7.  Adjunctive anti-thrombotic, anti-platelet, and anti-ischemic therapy makes early spontaneous reperfusion more likely.


  1. Dr. Smith,

    In the male patient's 2nd ECG, the STE in lead III is > STE in lead II. Did you not suspect RV MI due to the lack of STE in V1? Secondly, does STE in V1 have greater specificity for RV MI over STE III> STE II?


    1. 1. Yes. Although the sensitivity of STE in V1 is not perfect. Also because there was elevated BP.
      2. STE III > II has zero value for RV MI
      3. STE in V1 is very specific for RV MI, pretty sensitive if there is no STD in V2, and very insensitive if there is STD in V2

  2. The fact I can now easily spot those and other important subtle changes is a testament to the value of everything you keep sharing with us. Thank you !

  3. When i say its hyperacute T in the inferior leads?

    1. I do not understand the question

    2. Can You show as Your definition of hyperacute T-Wawe, the deffinition of 6mm T wave if You compare with low amplitude of QRS isn't enough specyfic.
      I think that was the correct question.

    3. Kamila,
      There is no definition. Only recognition.

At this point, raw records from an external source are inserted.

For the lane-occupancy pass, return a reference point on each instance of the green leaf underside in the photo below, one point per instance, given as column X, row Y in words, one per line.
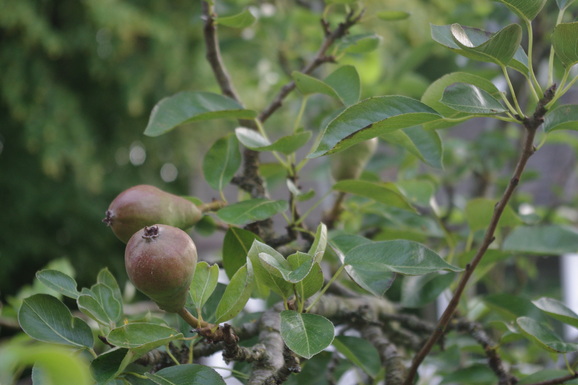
column 386, row 193
column 142, row 337
column 563, row 117
column 360, row 352
column 544, row 336
column 204, row 283
column 565, row 43
column 251, row 210
column 285, row 145
column 222, row 162
column 306, row 334
column 557, row 310
column 527, row 9
column 470, row 99
column 236, row 246
column 188, row 374
column 485, row 46
column 370, row 118
column 45, row 318
column 59, row 282
column 236, row 294
column 243, row 19
column 545, row 240
column 191, row 106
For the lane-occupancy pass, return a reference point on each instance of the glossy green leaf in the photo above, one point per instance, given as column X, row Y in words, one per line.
column 306, row 334
column 285, row 145
column 59, row 282
column 393, row 15
column 237, row 294
column 479, row 212
column 470, row 99
column 425, row 143
column 359, row 351
column 399, row 256
column 370, row 118
column 190, row 106
column 265, row 279
column 544, row 336
column 141, row 337
column 565, row 43
column 251, row 210
column 241, row 20
column 547, row 239
column 563, row 117
column 484, row 46
column 386, row 193
column 346, row 83
column 434, row 93
column 362, row 43
column 527, row 9
column 236, row 246
column 563, row 4
column 204, row 283
column 418, row 291
column 45, row 318
column 317, row 249
column 222, row 162
column 557, row 310
column 188, row 374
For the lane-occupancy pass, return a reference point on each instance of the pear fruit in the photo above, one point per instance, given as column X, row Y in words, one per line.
column 349, row 163
column 160, row 261
column 145, row 205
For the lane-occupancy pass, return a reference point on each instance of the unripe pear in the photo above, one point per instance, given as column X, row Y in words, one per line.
column 160, row 261
column 145, row 205
column 349, row 163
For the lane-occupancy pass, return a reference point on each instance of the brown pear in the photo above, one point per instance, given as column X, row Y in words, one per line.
column 145, row 205
column 160, row 261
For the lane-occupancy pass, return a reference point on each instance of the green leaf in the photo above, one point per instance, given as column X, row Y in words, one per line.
column 266, row 279
column 346, row 83
column 236, row 246
column 285, row 145
column 434, row 93
column 565, row 43
column 204, row 283
column 393, row 15
column 370, row 118
column 359, row 351
column 563, row 117
column 425, row 143
column 526, row 9
column 399, row 256
column 479, row 213
column 557, row 310
column 188, row 374
column 59, row 282
column 190, row 106
column 470, row 99
column 241, row 20
column 222, row 162
column 306, row 334
column 544, row 336
column 386, row 193
column 141, row 337
column 251, row 210
column 484, row 46
column 547, row 239
column 362, row 43
column 418, row 291
column 237, row 294
column 45, row 318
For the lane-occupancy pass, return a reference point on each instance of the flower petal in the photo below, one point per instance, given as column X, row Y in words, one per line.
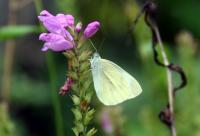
column 44, row 15
column 53, row 26
column 78, row 27
column 70, row 20
column 62, row 20
column 91, row 29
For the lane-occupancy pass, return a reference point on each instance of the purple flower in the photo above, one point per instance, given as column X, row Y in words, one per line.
column 91, row 29
column 55, row 42
column 78, row 27
column 59, row 39
column 66, row 87
column 61, row 19
column 70, row 20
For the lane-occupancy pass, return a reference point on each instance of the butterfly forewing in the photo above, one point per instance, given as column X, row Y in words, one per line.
column 113, row 85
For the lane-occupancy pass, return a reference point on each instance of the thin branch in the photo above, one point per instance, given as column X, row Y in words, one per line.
column 167, row 115
column 169, row 81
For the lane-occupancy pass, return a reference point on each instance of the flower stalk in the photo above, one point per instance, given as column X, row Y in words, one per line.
column 64, row 36
column 79, row 71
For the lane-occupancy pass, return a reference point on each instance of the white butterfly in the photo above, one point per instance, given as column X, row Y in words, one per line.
column 112, row 84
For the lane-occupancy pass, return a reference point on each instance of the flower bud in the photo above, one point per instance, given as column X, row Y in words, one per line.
column 78, row 27
column 91, row 29
column 70, row 20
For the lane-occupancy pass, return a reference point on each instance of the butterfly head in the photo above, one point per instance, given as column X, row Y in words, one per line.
column 95, row 58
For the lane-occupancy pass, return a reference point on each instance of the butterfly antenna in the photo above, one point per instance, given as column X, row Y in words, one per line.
column 92, row 45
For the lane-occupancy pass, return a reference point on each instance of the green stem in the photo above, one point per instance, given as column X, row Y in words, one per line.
column 54, row 95
column 52, row 75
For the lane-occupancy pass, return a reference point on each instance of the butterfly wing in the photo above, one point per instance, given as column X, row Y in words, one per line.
column 114, row 85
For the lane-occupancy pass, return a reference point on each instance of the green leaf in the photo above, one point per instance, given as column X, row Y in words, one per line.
column 89, row 116
column 91, row 132
column 77, row 114
column 10, row 32
column 76, row 100
column 75, row 131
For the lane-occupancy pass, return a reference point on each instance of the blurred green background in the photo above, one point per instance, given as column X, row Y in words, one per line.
column 30, row 79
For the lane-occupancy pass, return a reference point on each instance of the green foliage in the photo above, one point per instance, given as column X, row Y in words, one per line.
column 10, row 32
column 7, row 127
column 78, row 61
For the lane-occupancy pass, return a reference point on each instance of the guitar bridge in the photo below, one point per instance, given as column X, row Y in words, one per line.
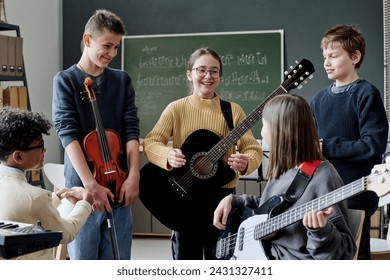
column 178, row 189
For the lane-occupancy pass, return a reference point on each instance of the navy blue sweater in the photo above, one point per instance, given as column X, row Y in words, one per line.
column 354, row 129
column 73, row 115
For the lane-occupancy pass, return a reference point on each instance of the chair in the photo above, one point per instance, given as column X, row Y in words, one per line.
column 355, row 222
column 55, row 174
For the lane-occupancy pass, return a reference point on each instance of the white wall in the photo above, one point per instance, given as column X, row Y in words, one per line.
column 40, row 23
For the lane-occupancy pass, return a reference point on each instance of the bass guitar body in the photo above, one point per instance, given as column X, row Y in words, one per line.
column 177, row 197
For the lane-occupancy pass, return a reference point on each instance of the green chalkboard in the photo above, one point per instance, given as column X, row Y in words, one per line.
column 252, row 68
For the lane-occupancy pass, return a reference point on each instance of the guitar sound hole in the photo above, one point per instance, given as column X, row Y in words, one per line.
column 202, row 167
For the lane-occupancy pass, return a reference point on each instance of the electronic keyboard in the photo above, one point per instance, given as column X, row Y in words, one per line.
column 18, row 239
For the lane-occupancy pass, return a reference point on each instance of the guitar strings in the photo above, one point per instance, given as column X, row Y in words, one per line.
column 214, row 154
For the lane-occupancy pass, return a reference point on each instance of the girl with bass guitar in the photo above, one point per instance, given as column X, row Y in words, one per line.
column 113, row 179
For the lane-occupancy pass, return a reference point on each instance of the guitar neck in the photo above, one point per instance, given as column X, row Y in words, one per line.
column 386, row 23
column 235, row 134
column 293, row 215
column 103, row 142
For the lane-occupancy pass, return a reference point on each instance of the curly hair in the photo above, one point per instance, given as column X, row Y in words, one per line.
column 19, row 128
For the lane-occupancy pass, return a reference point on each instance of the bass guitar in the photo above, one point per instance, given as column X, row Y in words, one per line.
column 246, row 227
column 176, row 197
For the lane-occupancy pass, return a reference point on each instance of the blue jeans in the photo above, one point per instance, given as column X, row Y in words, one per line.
column 93, row 242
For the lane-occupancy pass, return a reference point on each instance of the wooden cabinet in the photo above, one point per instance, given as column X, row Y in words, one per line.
column 13, row 81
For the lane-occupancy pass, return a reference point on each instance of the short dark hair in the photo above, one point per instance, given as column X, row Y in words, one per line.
column 104, row 19
column 293, row 133
column 19, row 128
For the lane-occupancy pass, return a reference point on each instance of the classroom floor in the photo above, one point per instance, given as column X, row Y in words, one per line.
column 151, row 248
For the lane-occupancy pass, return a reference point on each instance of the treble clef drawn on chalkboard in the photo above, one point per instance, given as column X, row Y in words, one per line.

      See these 10 examples of inferior hyperacute T waves:

      Here are 10 examples of anterior hyperacute T waves:

      Here are 10examples of lateral hyperacute T waves:

    4. Try these links:



  4. Great cases! Would you have given eptifibatide in the male's case if he was able to go straight to the cath lab?

  5. A true “clinic” in acute ECG interpretation by Dr. Smith! Superb step-by-step correlation with how the patient is doing (and with what is likely to be happening anatomically at each point in the process). The only point I’d make would be to emphasize that computer interpretations can NOT be used as part of the “triage” process — as could not be more evident than by these cases. Computerized interpretations can at times suggest a diagnosis that might not have been detected … — but: i) the clinician should always look at the ECG himself/herself FIRST before looking at what the computer said; and ii) knowing that computerized interpretations can (and most definitely do) miss some acute tracings — clinicians should go with THEIR interpretation (and ignore a “normal” read by the computer IF they see anything that is worrisome on the ECG). THANKS to Dr. Smith for this excellent post!

  6. Dr. Smith,

    Is the TWI in avl still significant given the QRS axis? I know you've discussed this topic in the past, still trying to wrap my head around it...

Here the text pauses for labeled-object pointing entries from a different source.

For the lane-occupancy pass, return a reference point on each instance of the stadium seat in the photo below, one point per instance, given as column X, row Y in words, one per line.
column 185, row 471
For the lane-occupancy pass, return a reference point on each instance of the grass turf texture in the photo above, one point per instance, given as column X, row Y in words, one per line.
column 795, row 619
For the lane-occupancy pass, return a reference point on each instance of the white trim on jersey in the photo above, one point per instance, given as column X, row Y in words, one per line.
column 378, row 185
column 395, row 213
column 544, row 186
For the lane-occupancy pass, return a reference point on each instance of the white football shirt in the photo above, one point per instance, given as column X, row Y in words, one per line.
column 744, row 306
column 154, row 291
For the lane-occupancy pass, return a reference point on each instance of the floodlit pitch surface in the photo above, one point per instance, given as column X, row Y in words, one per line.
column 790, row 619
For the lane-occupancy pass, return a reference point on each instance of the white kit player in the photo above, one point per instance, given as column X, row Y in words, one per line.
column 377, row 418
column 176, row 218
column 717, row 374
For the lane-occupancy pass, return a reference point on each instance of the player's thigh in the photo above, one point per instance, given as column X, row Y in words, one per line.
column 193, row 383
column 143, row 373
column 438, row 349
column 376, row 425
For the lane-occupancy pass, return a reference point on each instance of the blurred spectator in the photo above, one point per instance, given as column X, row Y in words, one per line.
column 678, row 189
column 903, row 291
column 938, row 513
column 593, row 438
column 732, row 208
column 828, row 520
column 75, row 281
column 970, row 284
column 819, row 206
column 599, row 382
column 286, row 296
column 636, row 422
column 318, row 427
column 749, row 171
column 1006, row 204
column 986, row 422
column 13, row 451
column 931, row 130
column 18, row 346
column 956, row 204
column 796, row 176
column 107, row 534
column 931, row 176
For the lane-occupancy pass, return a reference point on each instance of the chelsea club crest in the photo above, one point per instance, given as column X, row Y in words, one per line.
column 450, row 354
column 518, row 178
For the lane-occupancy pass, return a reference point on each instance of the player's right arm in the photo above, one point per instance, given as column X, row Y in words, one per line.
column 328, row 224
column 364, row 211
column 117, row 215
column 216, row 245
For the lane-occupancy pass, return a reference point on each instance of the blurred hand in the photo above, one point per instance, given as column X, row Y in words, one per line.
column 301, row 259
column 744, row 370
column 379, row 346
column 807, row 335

  7. As per Dr Grauer what an excellent presentation on these two patients and positive outcome for the patients. Many thanks as always for your knowledge and experience Dr Smith helping people like myself learn.

  8. Ah such scary cases!!! Thanks for posting, I always learn so much from your blog! :-)

  9. Excellent cases! Thanks for providing it so detailed, really great for learning.

  10. Thanks Dr. Smith for your 2 interesting cases of ACS with interpretation in detail. I have a question about using eptifibatide, sir. When should we use it, or use it routinely for all cases of coronary artery occlusion? And if this drug is not available at that time, what will we do ?. Thank you,sir!

    1. Use it only rarely and in discussion with your interventionalist. Ours wanted it due to the delay to cath. Normally it is only given after the angiogram when you know the pathology and anatomy.

  11. Dr Smith,

    Could you explain mechanism of T wave inversion after reperfusion?

    1. Maks,
      No. No one really knows. "Dispersion of repolarization in ischemia." Not very helpful, right? It doesn't help to know the mechanism, you just have to recognize the pattern.